This is the mail archive of the
libc-alpha@sources.redhat.com
mailing list for the glibc project.
Re: nl_langinfo(CODESET)
- To: libc-alpha at sources dot redhat dot com
- Subject: Re: nl_langinfo(CODESET)
- From: Markus Kuhn <Markus dot Kuhn at cl dot cam dot ac dot uk>
- Date: Fri, 03 Nov 2000 09:44:04 +0000
- Cc: "Martin v. Loewis" <martin at loewis dot home dot cs dot tu-berlin dot de>
"Martin v. Loewis" wrote on 2000-11-03 09:18 UTC:
> I believe the call nl_langinfo(CODESET) works incorrectly in glibc
> (all releases). When LANG is set de_DE.ISO-8859-1, then I'd expect the
> program
>
> #include <langinfo.h>
>
> int main()
> {
> printf("%s\n",nl_langinfo(CODESET));
> }
>
> to print ISO-8859-1. Instead, it prints ANSI_X3.4-1968. If that is
> indeed the correct result, please let me know how to programmatically
> find out the execution character set.
I think what happens is the following: You do not have a locale called
"de_DE.ISO-8859-1" installed in /usr/share/locale/, therefore glibc
can't find it and falls silently back to the "C" locale. The "C" locale
uses the "ANSI_X3.4-1968" repertoire (I think for no good reason, the
standard would allow equally well for instance ISO 8859-1), and
nl_langinfo(CODESET) says so correctly.
Possible fixes:
a) You probably have a locale "de_DE" installed, which uses ISO8859-1. So
try "LANG=de_DE" instead.
b) You can generate your own properly named private locale with
localedef -v -c -i de_DE -f ISO8859-1 $HOME/local/locale/de_DE.ISO8859-1
and use it with:
LOCPATH=$HOME/local/locale LANG=de_DE.ISO8859-1 ./test
c) It is indeed confusing that the locales generated by localedata/
SUPPORTED and localedata/Makefile install-locales do not always contain
the encoding as part of the name. May be, this should be fixed in either
the SUPPORTED file or even better in the Makefile (which should
automatically add the encoding before the @ or end of locale name).
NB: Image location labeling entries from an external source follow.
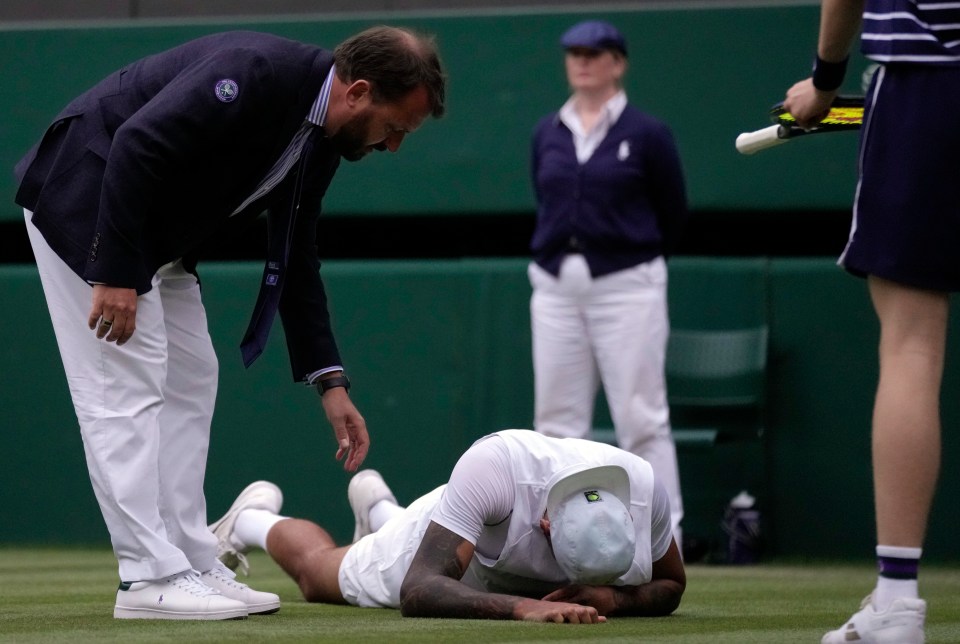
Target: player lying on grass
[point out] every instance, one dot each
(528, 527)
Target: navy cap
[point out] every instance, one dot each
(594, 34)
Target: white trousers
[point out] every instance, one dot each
(613, 330)
(144, 410)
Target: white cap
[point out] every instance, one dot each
(590, 525)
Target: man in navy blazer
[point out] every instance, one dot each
(126, 186)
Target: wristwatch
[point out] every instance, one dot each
(326, 384)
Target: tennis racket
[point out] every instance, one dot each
(846, 113)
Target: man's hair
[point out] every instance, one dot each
(395, 61)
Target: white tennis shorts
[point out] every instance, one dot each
(373, 569)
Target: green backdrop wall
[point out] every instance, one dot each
(439, 353)
(710, 73)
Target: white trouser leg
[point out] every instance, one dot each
(119, 397)
(628, 324)
(564, 371)
(189, 397)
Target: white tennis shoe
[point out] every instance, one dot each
(262, 495)
(901, 623)
(258, 602)
(183, 596)
(366, 489)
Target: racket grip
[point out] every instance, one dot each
(750, 142)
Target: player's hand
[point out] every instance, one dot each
(349, 427)
(808, 104)
(533, 610)
(603, 598)
(113, 314)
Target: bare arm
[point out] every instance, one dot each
(660, 596)
(432, 588)
(839, 24)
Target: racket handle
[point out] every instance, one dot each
(750, 142)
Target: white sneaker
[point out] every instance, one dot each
(366, 489)
(901, 623)
(182, 596)
(262, 495)
(224, 580)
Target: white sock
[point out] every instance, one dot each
(252, 527)
(889, 589)
(381, 512)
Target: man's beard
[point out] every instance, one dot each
(351, 139)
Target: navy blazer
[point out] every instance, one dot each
(148, 166)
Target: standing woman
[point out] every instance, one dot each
(611, 200)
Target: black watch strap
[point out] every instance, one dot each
(326, 384)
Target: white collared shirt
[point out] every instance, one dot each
(586, 142)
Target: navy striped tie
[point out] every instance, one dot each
(280, 233)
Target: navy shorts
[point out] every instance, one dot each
(906, 214)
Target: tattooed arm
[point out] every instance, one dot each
(432, 588)
(660, 596)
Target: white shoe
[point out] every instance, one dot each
(901, 623)
(365, 490)
(182, 596)
(258, 603)
(262, 495)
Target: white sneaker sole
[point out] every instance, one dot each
(151, 613)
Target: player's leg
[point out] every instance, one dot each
(308, 553)
(628, 325)
(906, 416)
(564, 370)
(304, 550)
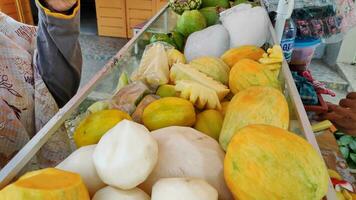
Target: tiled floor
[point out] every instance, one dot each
(97, 51)
(349, 73)
(331, 78)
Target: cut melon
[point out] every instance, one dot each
(186, 72)
(46, 184)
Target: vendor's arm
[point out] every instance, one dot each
(344, 114)
(59, 56)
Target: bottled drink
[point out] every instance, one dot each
(288, 38)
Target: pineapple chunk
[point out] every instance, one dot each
(200, 95)
(274, 55)
(185, 72)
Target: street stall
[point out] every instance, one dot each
(224, 118)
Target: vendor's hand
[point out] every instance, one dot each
(344, 115)
(60, 5)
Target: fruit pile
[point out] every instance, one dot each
(210, 123)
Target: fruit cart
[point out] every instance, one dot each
(103, 85)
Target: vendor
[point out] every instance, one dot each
(343, 115)
(40, 70)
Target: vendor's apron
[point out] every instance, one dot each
(25, 102)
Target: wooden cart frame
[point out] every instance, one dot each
(33, 146)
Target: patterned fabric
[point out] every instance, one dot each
(25, 102)
(346, 8)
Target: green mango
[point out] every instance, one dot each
(163, 38)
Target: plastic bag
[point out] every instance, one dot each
(320, 18)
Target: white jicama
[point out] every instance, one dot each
(183, 189)
(81, 162)
(110, 193)
(154, 68)
(125, 155)
(186, 152)
(246, 25)
(212, 41)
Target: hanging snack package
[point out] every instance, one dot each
(320, 18)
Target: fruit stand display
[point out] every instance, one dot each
(221, 121)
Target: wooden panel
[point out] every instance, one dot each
(138, 11)
(140, 4)
(112, 31)
(27, 13)
(111, 18)
(139, 14)
(110, 12)
(112, 21)
(8, 8)
(160, 4)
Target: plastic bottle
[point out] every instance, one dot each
(288, 38)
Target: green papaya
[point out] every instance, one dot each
(211, 15)
(216, 3)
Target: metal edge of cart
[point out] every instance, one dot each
(32, 147)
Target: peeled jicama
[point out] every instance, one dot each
(154, 67)
(183, 188)
(212, 41)
(81, 162)
(186, 152)
(246, 25)
(110, 193)
(125, 155)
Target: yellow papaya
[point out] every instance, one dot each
(169, 111)
(247, 73)
(212, 67)
(266, 162)
(234, 55)
(210, 123)
(255, 105)
(94, 126)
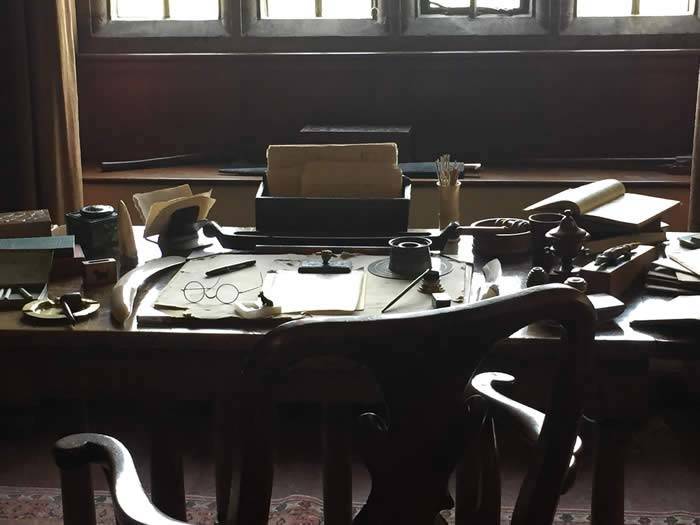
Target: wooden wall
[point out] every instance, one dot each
(475, 105)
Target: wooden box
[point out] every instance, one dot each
(616, 279)
(331, 216)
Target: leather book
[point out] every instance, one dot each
(605, 206)
(26, 223)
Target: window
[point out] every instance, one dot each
(202, 26)
(164, 10)
(590, 8)
(475, 8)
(314, 18)
(304, 9)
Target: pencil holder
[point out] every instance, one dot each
(449, 203)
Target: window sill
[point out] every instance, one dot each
(633, 25)
(508, 177)
(313, 28)
(161, 29)
(463, 26)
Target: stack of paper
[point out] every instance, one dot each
(156, 207)
(334, 170)
(677, 274)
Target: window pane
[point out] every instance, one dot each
(491, 4)
(624, 7)
(194, 9)
(450, 3)
(138, 9)
(347, 9)
(288, 9)
(665, 7)
(499, 4)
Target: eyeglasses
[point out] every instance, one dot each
(225, 293)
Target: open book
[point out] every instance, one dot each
(606, 202)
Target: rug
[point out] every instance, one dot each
(43, 507)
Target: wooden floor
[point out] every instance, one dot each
(663, 470)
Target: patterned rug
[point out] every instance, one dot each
(33, 506)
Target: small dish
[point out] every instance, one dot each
(49, 310)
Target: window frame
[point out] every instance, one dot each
(253, 25)
(425, 10)
(399, 27)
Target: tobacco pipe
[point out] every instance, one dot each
(248, 240)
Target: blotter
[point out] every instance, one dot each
(309, 292)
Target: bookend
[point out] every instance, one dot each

On a similar note: localedata/SUPPORTED currently contains four
locales
fa_IR UTF-8
hi_IN UTF-8
mr_IN UTF-8
vi_VN UTF-8
that do not contain the encoding in their name. Since there are a couple
of programs out there (for example less and xterm!) which parse "LANG",
"LC_CTYPE", and "LC_ALL" to find out whether UTF-8 is used (instead of
using nl_langinfo(CODESET)), it would be good to attach ".UTF-8" to
these four locale names in particular.
Markus
--
Markus G. Kuhn, Computer Laboratory, University of Cambridge, UK
Email: mkuhn at acm.org, WWW: <http://www.cl.cam.ac.uk/~mgk25/>